Die Weiterbildung zum Facharzt für Pneumologie umfasst die Prävention, Diagnostik und Therapie von Erkrankungen der Lunge und Atemwege. Sie dauert sechs Jahre und gliedert sich in Allgemeine Innere Medizin sowie eine fachspezifische pneumologische Ausbildung. Inhalte sind theoretische Kenntnisse, praktische Fertigkeiten und klar definierte Mindestzahlen an Untersuchungen. Den Abschluss bildet eine strukturierte Facharztprüfung mit mündlichem und schriftlichem Teil. Im Folgenden werden Tätigkeiten, Weiterbildungsinhalte, Aufbau und Prüfung im Überblick dargestellt.
Inhaltsverzeichnis
Das Wichtigste auf einen Blick
Voraussetzungen: Eidgenössisches Arztdiplom oder anerkanntes ausländisches Diplom, Weiterbildungsstelle an SIWF-anerkannter Institution
• Gesamtdauer: 6 Jahre ärztliche Weiterbildung
• Aufbau: 3 Jahre Allgemeine Innere Medizin, 2-3 Jahre Pneumologie, bis zu 1 Jahr optionale Anrechnung (z.
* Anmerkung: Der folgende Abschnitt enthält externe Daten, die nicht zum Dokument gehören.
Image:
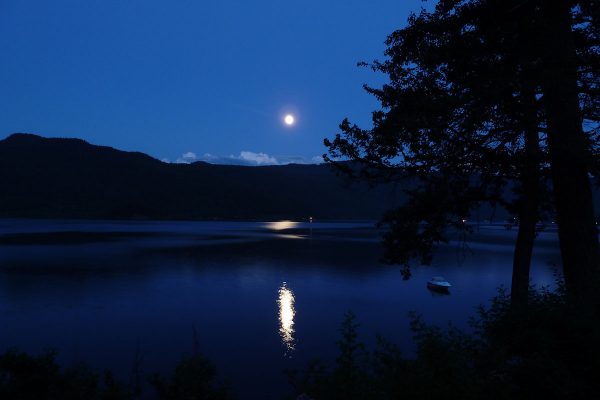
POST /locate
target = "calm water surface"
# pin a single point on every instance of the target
(261, 297)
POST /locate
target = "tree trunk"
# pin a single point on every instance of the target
(528, 201)
(569, 155)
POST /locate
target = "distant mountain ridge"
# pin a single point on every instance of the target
(70, 178)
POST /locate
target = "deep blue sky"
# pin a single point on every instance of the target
(171, 77)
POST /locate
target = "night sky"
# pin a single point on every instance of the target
(209, 79)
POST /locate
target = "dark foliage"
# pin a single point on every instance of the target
(485, 96)
(194, 378)
(548, 351)
(25, 377)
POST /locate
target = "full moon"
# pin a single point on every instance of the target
(289, 119)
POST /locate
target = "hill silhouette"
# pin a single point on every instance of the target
(70, 178)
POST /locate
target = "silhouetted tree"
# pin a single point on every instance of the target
(478, 101)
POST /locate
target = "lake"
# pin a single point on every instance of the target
(256, 298)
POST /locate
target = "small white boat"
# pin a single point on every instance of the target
(439, 283)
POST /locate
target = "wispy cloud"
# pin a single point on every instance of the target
(245, 157)
(187, 158)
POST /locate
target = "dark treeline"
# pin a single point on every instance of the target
(69, 178)
(507, 355)
(547, 352)
(505, 90)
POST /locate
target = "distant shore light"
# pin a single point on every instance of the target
(289, 119)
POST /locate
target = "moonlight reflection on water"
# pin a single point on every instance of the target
(286, 318)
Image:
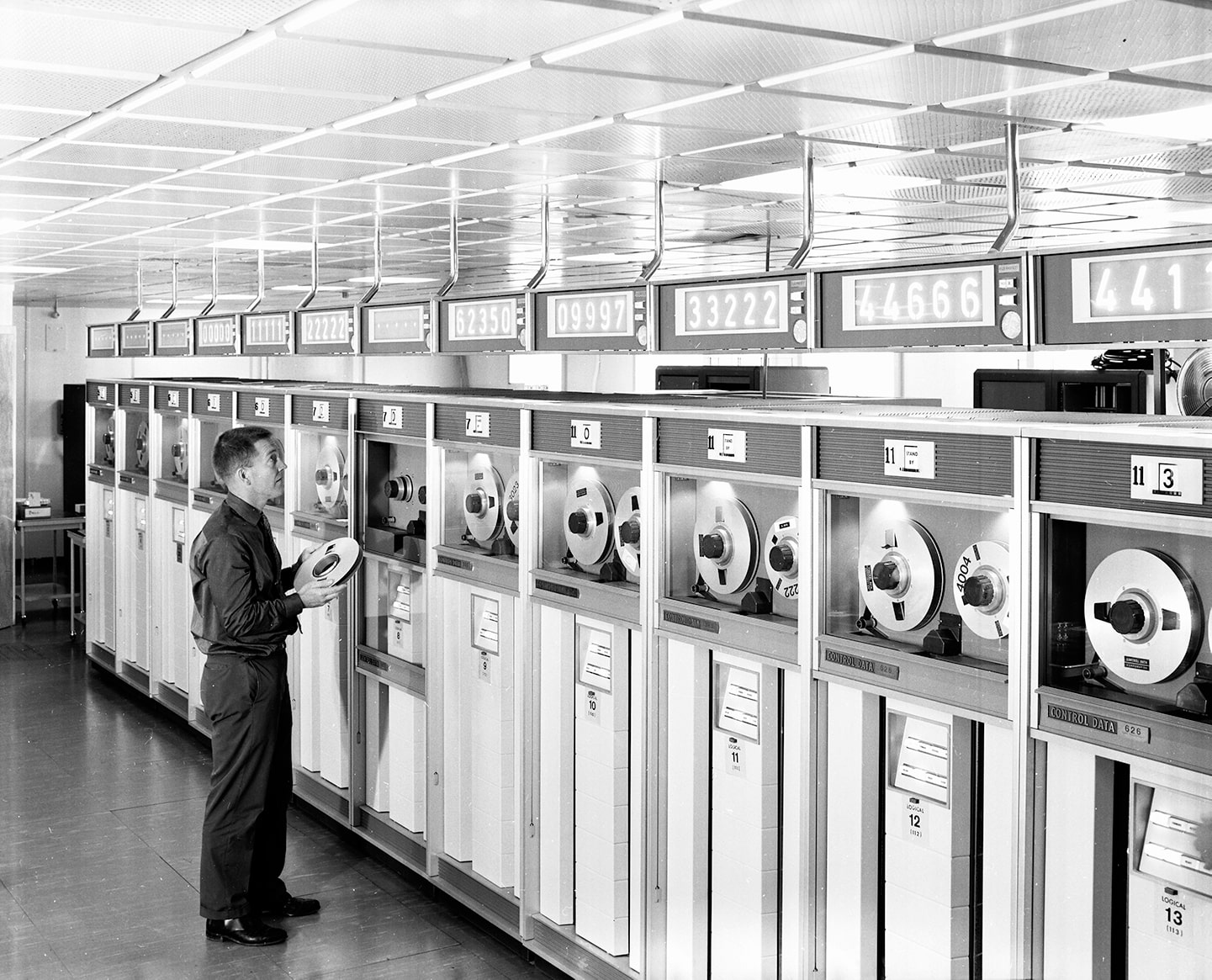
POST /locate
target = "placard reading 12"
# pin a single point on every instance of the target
(266, 334)
(484, 324)
(214, 335)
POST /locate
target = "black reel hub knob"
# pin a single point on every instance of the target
(712, 546)
(887, 575)
(629, 532)
(1127, 617)
(978, 591)
(782, 557)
B. Intensivmedizin oder Forschung)
• Inhalte: Theoretische und praktische Kompetenzen in Prävention, Diagnostik und Therapie von Lungenerkrankungen, Schlaf- und Beatmungsmedizin
• Zusatzanforderungen: Teilnahme an mindestens zwei pneumologischen Fachkongressen; Dokumentation: Verpflichtende Führung eines Logbuchs
• Abschluss: Facharztprüfung mit mündlichem und schriftlichem Teil
Facharzt Pneumologie – Tätigkeiten
Ein Facharzt für Pneumologie beschäftigt sich in seinem Berufsalltag mit der Struktur und Funktion der gesunden als auch kranken Atmungsorgane. Als Pneumologe behandelt man Patienten mit Atemwegs- oder Lungenerkrankungen. Dazu zählen Krankheiten wie zum Beispiel Asthma, Lungenentzündungen, Lungenembolien, chronische Bronchitis, Bronchialkarzinom (Lungenkrebs) oder Tuberkulose.
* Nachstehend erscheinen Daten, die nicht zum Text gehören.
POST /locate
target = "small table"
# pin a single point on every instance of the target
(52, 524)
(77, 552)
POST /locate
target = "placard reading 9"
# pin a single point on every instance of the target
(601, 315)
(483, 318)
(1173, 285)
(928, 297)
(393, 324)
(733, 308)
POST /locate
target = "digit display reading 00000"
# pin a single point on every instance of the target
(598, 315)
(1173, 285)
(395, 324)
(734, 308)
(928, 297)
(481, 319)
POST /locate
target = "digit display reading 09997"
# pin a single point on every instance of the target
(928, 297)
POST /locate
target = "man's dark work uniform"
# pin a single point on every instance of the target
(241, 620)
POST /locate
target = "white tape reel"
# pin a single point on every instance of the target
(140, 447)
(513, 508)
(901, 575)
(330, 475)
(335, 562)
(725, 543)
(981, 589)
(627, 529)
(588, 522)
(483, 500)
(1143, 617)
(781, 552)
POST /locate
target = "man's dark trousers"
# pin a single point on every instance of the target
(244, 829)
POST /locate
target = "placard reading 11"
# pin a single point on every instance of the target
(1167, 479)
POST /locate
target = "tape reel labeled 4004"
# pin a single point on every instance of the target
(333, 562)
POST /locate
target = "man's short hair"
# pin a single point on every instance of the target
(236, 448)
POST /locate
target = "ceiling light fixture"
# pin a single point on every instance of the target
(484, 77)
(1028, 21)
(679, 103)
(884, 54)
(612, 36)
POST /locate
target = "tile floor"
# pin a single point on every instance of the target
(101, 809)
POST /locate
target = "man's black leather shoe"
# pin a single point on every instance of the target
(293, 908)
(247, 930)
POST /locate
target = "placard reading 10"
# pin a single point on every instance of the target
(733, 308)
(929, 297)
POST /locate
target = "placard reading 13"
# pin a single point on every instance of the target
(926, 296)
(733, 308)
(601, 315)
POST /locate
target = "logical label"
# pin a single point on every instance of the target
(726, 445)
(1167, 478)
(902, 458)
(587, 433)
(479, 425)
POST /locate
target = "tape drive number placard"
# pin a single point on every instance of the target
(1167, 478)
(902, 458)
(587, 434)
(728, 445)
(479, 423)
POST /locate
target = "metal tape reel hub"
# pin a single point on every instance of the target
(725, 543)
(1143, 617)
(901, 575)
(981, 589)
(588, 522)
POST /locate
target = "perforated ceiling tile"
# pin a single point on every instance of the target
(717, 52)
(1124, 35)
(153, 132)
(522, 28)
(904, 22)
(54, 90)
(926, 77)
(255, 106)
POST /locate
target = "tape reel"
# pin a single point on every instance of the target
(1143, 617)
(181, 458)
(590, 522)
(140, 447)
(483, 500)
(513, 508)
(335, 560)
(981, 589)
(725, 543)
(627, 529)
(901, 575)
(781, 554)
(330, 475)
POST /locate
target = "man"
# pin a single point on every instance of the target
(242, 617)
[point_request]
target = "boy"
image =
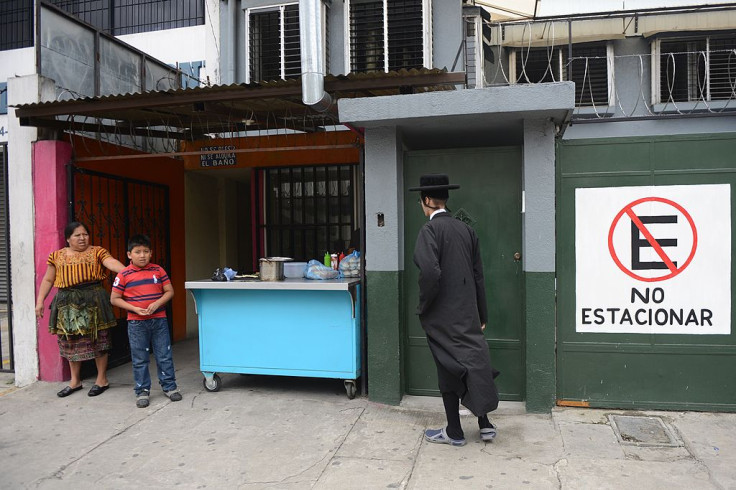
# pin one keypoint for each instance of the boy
(143, 289)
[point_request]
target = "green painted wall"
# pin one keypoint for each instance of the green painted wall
(540, 341)
(383, 331)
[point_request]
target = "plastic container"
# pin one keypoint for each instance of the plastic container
(272, 268)
(294, 270)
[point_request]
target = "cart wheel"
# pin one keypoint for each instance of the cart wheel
(350, 388)
(212, 384)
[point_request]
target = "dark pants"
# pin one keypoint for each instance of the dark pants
(142, 335)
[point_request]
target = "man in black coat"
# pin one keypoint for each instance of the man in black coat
(453, 313)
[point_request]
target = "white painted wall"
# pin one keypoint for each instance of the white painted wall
(23, 90)
(14, 63)
(568, 7)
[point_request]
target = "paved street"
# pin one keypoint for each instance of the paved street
(292, 433)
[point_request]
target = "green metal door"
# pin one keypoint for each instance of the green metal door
(642, 370)
(489, 200)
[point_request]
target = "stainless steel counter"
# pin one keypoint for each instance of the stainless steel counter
(286, 285)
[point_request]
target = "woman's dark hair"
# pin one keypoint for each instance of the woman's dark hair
(69, 229)
(138, 241)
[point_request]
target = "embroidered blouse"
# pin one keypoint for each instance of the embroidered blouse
(78, 268)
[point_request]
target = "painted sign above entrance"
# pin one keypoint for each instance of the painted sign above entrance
(653, 259)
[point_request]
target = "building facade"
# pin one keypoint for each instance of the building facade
(555, 124)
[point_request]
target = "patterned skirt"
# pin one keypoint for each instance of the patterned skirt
(83, 347)
(80, 315)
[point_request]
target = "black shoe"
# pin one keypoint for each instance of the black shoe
(97, 390)
(68, 390)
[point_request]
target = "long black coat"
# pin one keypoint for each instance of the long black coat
(452, 307)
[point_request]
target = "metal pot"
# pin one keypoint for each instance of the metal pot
(272, 268)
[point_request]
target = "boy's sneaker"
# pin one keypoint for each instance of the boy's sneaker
(439, 436)
(141, 400)
(173, 395)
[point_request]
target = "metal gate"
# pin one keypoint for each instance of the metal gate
(637, 369)
(6, 328)
(114, 208)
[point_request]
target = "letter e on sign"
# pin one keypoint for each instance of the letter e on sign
(670, 248)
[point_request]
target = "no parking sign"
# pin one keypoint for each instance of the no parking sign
(654, 259)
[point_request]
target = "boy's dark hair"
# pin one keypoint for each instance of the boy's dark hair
(138, 241)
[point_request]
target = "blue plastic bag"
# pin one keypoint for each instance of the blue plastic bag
(317, 270)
Die Tätigkeit in der Pneumologie umfasst die Prävention, die diagnostische und therapeutische Massnahmen zur Behandlung von Lungenerkrankungen. Pneumologen klären vorbeugend über Krankheiten auf, erstellen Behandlungspläne, führen medizinische Massnahmen durch, bedienen die nötigen medizinisch-technischen Geräte, interpretieren die Ergebnisse und beraten Patienten und Angehörige. Dabei arbeiten sie ebenfalls mit anderen Fachgebieten zusammen, zum Beispiel mit der Allergologie/Immunologie, Intensivmedizin, Schlafmedizin, Arbeitsmedizin und Thoraxchirurgie. Mehr zu Arbeit, Karriere und Gehalt in der Facharztrichtung hier:
Übersicht aller Facharztausbildungen und Fachrichtungen:
Weiterbildung Facharzt Pneumologie – Voraussetzungen
Um die Weiterbildung in Pneumologie in der Schweiz beginnen zu können, müssen klare formale Voraussetzungen erfüllt sein. Zwingend erforderlich ist ein eidgenössisches Arztdiplom oder ein vom Bundesamt für Gesundheit anerkanntes ausländisches Medizinstudium. Erst danach ist der Einstieg in die ärztliche Weiterbildung möglich.
Zusätzlich muss eine Weiterbildungsstelle an einer vom SIWF anerkannten Weiterbildungsstätte vorliegen. Persönlich setzt die Weiterbildung ein hohes Maß an Verantwortungsbewusstsein, Belastbarkeit sowie Interesse an internistischer und technisch-diagnostischer Medizin voraus.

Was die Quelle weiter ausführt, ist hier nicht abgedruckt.